Rhodes commanded a large and sophisticated network described by the Times of officials, talking heads, columnists and newspaper reporters, web jockeys and outside advocates who can tweet at critics and tweak their stories backed up by quotations from “senior White House officials” and “spokespeople.”
The defense of the Iranian regime goes out to “the three big briefing podiums — the White House, the State Department and the Pentagon — and across the Twitterverse, where it springs to life in dozens of insta-stories, which over the next five hours don formal dress for mainstream outlets. It’s a tutorial in the making of a digital news microclimate.”
These messages were also conveyed in cooperation with regime supportive groups such as the Ploughshares Fund, which helped fund the notorious National Iranian American Council which similarly carried the administration’s messages, as well as fed them through ex-staffers who were now working with Rhodes.
The story goes on to describe how the administration had been eager to do a deal with the Iranian regime going as far back as 2012 irrespective of the regime’s countless violations and aggressive acts.
The narrative Rhodes developed centered around the perception that “moderates” led by Hassan Rouhani beat “hardliners” and provided the opening to do a deal with Iran and empower these “moderates.” It was a well-worn lure the mullahs had tossed out time and time again, and in Rhodes, they found a receptive and willing audience for their lies.

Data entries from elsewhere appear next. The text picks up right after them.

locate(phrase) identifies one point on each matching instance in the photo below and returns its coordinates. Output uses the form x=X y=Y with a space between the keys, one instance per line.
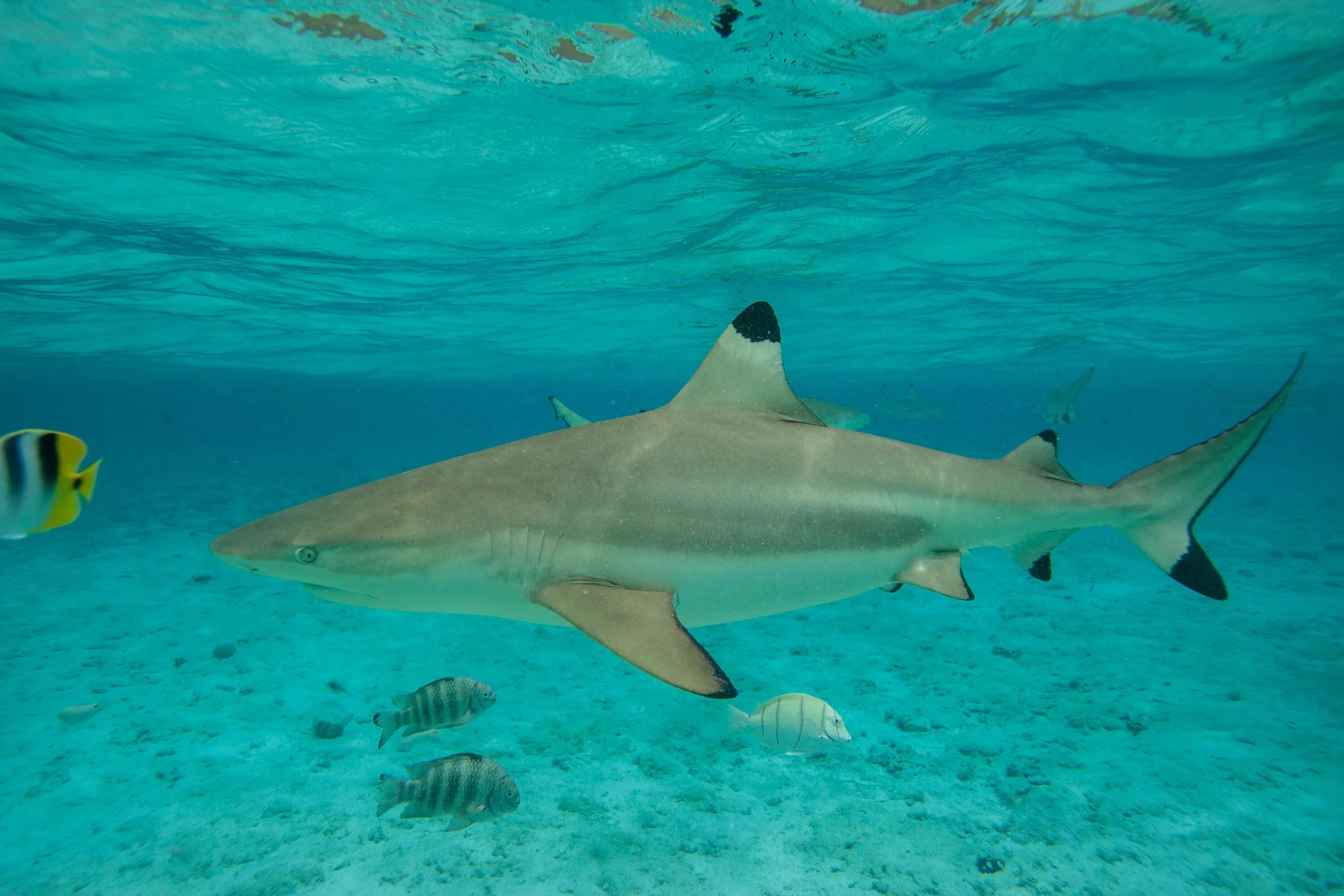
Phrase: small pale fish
x=467 y=788
x=795 y=722
x=41 y=481
x=84 y=712
x=448 y=703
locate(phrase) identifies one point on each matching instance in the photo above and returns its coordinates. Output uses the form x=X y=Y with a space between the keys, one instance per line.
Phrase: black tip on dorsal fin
x=757 y=324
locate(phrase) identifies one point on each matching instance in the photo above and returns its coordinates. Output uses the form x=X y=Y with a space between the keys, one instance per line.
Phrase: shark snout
x=232 y=548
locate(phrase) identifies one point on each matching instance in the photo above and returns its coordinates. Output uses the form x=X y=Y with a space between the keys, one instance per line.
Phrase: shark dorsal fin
x=745 y=370
x=941 y=573
x=1041 y=452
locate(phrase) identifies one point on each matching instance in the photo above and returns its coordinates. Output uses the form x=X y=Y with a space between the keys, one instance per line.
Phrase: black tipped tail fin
x=1176 y=489
x=390 y=724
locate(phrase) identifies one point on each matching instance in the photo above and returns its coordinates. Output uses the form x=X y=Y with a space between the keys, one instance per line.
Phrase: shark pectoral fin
x=336 y=595
x=1041 y=452
x=642 y=628
x=745 y=370
x=939 y=573
x=562 y=413
x=838 y=416
x=1033 y=554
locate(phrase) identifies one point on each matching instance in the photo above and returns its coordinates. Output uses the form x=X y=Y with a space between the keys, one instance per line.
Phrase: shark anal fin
x=745 y=370
x=1042 y=453
x=642 y=628
x=1033 y=554
x=939 y=573
x=565 y=414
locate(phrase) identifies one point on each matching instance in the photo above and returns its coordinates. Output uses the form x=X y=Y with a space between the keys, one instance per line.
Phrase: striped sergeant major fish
x=39 y=480
x=448 y=703
x=467 y=788
x=795 y=723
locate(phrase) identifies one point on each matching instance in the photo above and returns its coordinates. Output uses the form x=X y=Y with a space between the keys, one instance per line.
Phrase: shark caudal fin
x=1179 y=488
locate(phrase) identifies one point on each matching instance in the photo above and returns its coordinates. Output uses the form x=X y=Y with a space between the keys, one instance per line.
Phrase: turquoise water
x=254 y=256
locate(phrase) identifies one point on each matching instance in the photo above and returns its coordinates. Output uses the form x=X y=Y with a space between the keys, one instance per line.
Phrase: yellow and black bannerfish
x=39 y=478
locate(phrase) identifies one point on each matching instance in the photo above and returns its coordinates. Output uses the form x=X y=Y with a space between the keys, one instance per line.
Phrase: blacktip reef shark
x=846 y=418
x=732 y=501
x=1060 y=406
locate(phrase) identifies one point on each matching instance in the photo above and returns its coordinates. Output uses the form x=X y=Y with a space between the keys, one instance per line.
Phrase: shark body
x=838 y=416
x=730 y=503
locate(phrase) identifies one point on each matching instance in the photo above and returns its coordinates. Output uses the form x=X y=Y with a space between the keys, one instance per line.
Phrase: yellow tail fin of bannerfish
x=65 y=508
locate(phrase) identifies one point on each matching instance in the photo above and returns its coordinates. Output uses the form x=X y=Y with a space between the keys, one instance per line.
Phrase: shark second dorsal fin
x=1041 y=452
x=745 y=370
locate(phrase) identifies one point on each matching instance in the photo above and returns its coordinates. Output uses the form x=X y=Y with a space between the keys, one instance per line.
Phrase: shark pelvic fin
x=1041 y=452
x=1033 y=554
x=642 y=628
x=566 y=414
x=939 y=573
x=745 y=370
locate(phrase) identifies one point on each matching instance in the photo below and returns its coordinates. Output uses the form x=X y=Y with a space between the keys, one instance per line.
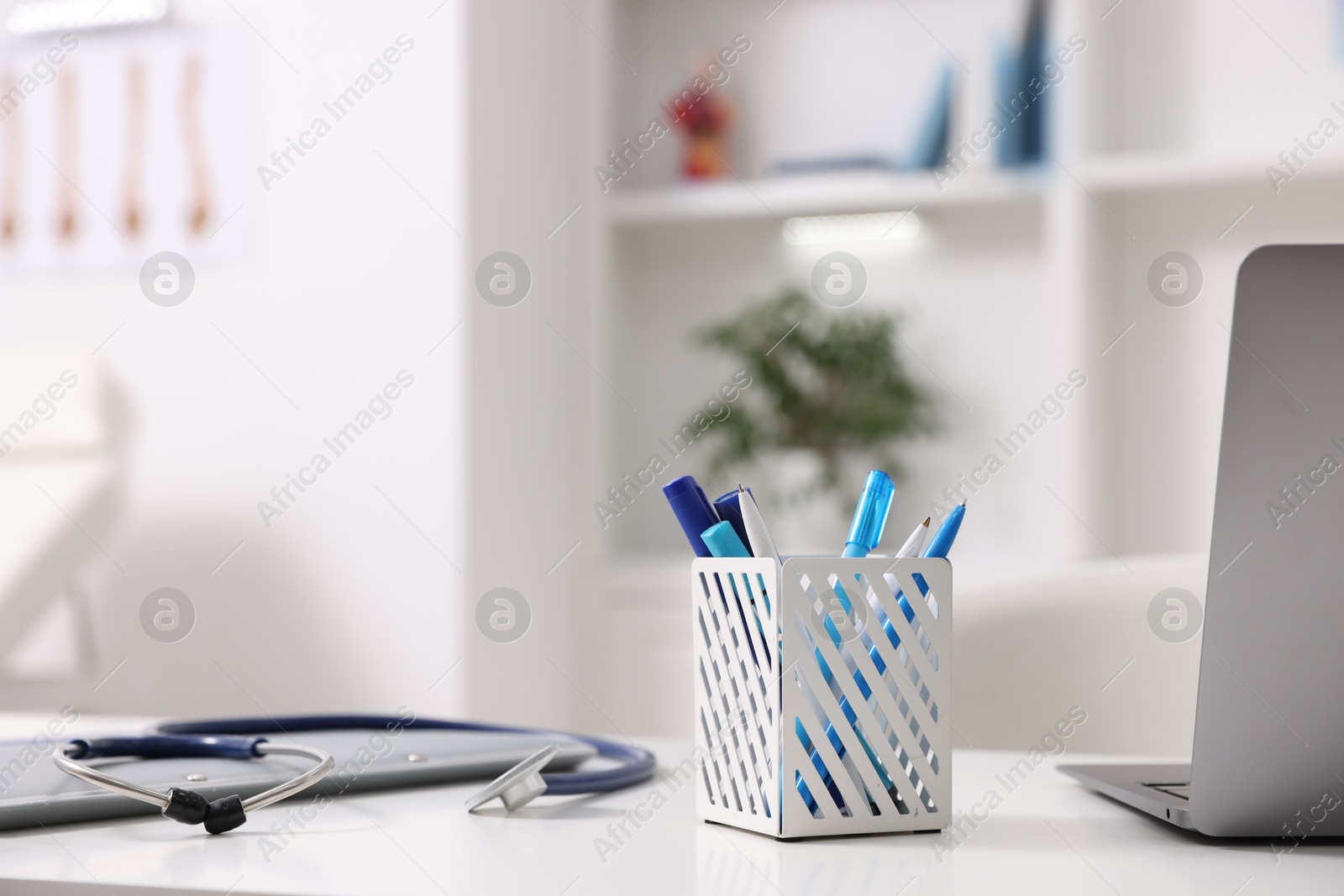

“The idea that there was a new reality in Iran was politically useful to the Obama administration. By obtaining broad public currency for the thought that there was a significant split in the regime, and that the administration was reaching out to moderate-minded Iranians who wanted peaceful relations with their neighbors and with America, Obama was able to evade what might have otherwise been a divisive but clarifying debate over the actual policy choices that his administration was making,” the Times wrote.
An aggressive digital outreach campaign was launched in support of the nuclear deal that included using the Twitter handle @TheIranDeal to ensure no negative tweet about the deal passed without a rebuttal, as well as enlisting journalists who supported the Iranian regime such as Laura Rozen of Al-Monitor, who essentially served as an automatic retweeter for the administration and Iran lobby on the subject.
The White House point person during the later stage of the negotiations was Rob Malley, a favored troubleshooter who is currently running negotiations that could keep the Syrian dictator Bashar al-Assad in power, another high priority item for the Iranian regime.
At one point Rhodes even acknowledges that regime leader Hassan Rouhani and Javad Zarif, the regime foreign minister, are in fact not “real reformers,” which makes his work to sell the deal to the American public one of the greatest deceptions ever played on them.
The condemnation and reaction was swift and unequivocal as John Podhoretz took the administration to task in the New York Post:
The Iran deal, you may recall, was wildly unpopular with the American people. To ensure senators didn’t cast a two-thirds vote against it and kill it, the White House set up a digital response “war room” whose purpose was relentlessly to make the case that a vote against the deal was a vote for war, he writes.
It could only work if water-carriers did the White House’s job for it, and nonprofit water-carriers did their faithful duty. “We created an echo chamber,” Rhodes tells Samuels about the journalists and think-tankers who were discussing the Iran deal based almost entirely on information given to them by the White House. “They were saying things that validated what we had given them to say,” Podhoretz adds.
The reality of the Times piece is to shine a bright light on how disingenuous the entire debate was around the Iran nuclear deal; a deal that has empowered a weakened, unstable Iranian regime and allowed it to continue during a time following the Arab Spring and protests over the 2009 uprisings in which it teetered on the brink of collapse.